The word that tripped me up? Not chiaroscurist, or demarche, or prospicienc.

Instead they got me with archery. Or, as I spelled it, archerey. It was an unforgivable misspelling, as embarrassing to me as it probably was to my mom and dad in attendance. It's the type of word the judge gives to a kid he's trying to help ease through to the next round, as if he's throwing the competition for the student. Instead I added an extra e before the y, followed by cries of why?

That should have been my most humiliating encounter with archery, the word or the activity. It wasn't, and for that I have no one to blame but myself, a dubious curriculum and a basketball team that never quite made it to state during my school years.

5 comments:

Mike said...

This might be my favorite posting yet.
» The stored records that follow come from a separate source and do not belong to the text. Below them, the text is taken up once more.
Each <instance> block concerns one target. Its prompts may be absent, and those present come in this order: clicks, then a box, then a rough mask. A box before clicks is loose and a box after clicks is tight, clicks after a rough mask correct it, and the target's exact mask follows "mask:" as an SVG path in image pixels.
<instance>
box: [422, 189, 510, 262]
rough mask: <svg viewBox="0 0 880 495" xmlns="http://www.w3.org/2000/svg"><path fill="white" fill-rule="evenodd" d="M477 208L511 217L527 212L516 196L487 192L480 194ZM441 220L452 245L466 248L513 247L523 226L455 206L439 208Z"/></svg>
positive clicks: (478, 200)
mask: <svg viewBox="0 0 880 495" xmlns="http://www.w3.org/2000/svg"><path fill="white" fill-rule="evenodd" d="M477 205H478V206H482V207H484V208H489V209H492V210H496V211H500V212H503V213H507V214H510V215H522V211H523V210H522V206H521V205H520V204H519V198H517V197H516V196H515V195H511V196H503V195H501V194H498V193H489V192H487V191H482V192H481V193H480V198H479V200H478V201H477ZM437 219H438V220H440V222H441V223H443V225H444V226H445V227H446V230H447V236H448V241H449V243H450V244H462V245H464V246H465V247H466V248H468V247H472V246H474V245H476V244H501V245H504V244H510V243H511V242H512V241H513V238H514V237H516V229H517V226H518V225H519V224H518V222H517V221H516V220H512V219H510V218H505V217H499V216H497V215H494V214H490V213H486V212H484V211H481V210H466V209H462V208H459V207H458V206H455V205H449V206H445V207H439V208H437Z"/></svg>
I've heard about it, now read about it, I only wish I could have witnessed it in person. I still loathed the wrestling unit the most, but archery was a close second, followed thirdly by "circuit training." It did seem a little dangerous and damaging to the gym.

Jerry said...

This sounds worse than the entire shop class debacle. Or speech team. But don't feel bad...I grew up right on the lake and I don't fish and can't swim. And my shop skills are about the same as yours. I am thinking it is genetic...

Shawn Fury said...

Yeah none of your brothers have the fishing/hunting touch. Winter was for basketball, not ice fishing. That's my belief.

Shop class was also a fiasco, but I never got hurt on the bandsaw, at least.

I forgot about circuit training. I do remember being able to bench about 75 pounds.

Jerry said...

Exactly right about what winter was for - and still is. At least that is what Grandpa thought and he was always right about things of that nature.

Brock said...

Even with my ice fishing genes I think winter is for basketball!